IBRO's officers include the President, Secretary General, and Treasurer. The organization operates through five regional committees — Africa, Asia–Pacific, Latin America, Pan-Europe, and US/Canada — which coordinate activities within their respective regions.

The day-to-day operations of IBRO are managed by a Secretariat led by an executive director. IBRO's offices are located in Brussels, Belgium.

== Programs and activities ==
IBRO supports neuroscience research and training through a range of programs, including grants, fellowships, travel awards, and training initiatives. These include collaborative research grants, exchange fellowships, early-career support programs, parenthood grants, and funding for specialised courses and schools.

The organization also supports educational activities delivered through IBRO-affiliated neuroscience schools, workshops, and short courses in different regions.

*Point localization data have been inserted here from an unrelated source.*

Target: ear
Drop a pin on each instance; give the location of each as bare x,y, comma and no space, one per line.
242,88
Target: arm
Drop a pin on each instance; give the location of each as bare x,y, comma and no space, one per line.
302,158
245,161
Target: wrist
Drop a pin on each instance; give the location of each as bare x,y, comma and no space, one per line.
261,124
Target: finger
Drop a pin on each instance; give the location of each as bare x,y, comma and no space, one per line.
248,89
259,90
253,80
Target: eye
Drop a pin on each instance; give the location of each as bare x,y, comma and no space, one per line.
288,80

Every four years, IBRO organizes the IBRO World Congress of Neuroscience, an international scientific meeting. The 2027 World Congress is scheduled to take place in Cape Town, South Africa.

IBRO also collaborates with partner organizations on outreach and advocacy initiatives related to neuroscience education and research.

== IBRO World Congress ==
The IBRO World Congress of Neuroscience is an international scientific conference organised by IBRO every four years in different world regions. The congress provides a forum for researchers to present and discuss developments in neuroscience and related fields.

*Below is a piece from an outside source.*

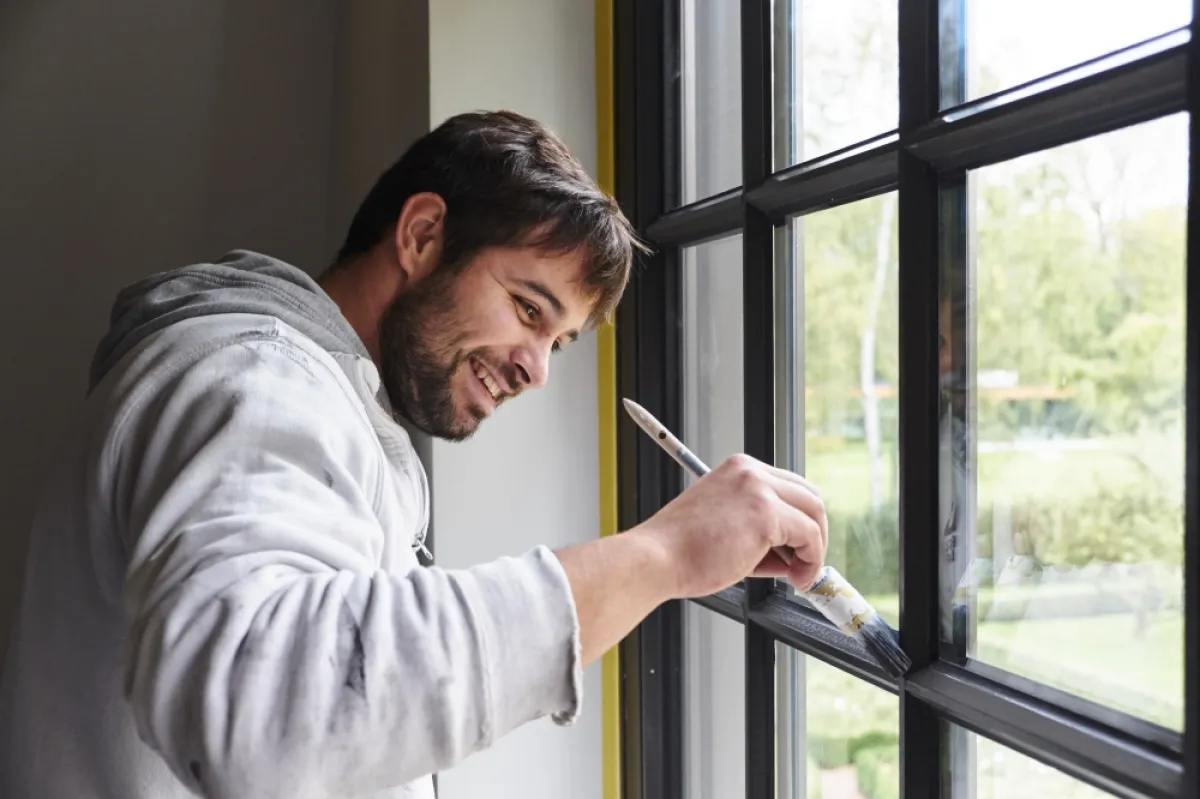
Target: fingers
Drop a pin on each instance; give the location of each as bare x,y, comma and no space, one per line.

In the past 20 years, the IBRO World Congress has been held in the following locations:

- 2023 – Granada, Spain (approximately 2,800 participants)
- 2019 – Daegu, South Korea (approximately 4,385 participants)
- 2015 – Rio de Janeiro, Brazil (approximately 2,500 participants)
- 2011 – Florence, Italy (approximately 4,200 participants)
- 2007 – Melbourne, Australia (approximately 2,500 participants)

The next IBRO World Congress is scheduled to take place in Cape Town, South Africa, in 2027.

==Publications==
IBRO publishes two peer-reviewed scientific journals:

- Neuroscience – the official journal of IBRO, published on the organization's behalf by Elsevier.
- IBRO Neuroscience Reports – a fully open-access journal published by Elsevier.

== Funding ==
As a non-profit organization, IBRO generates revenue from several sources. According to the organization, its primary source of income is derived from its two official journals, Neuroscience and IBRO Neuroscience Reports. Additional funding is obtained through membership dues and contributions from partner organizations involved in regional and global collaborations.

IBRO publishes annual reports that provide information on its financial position and the use of funds supporting its activities.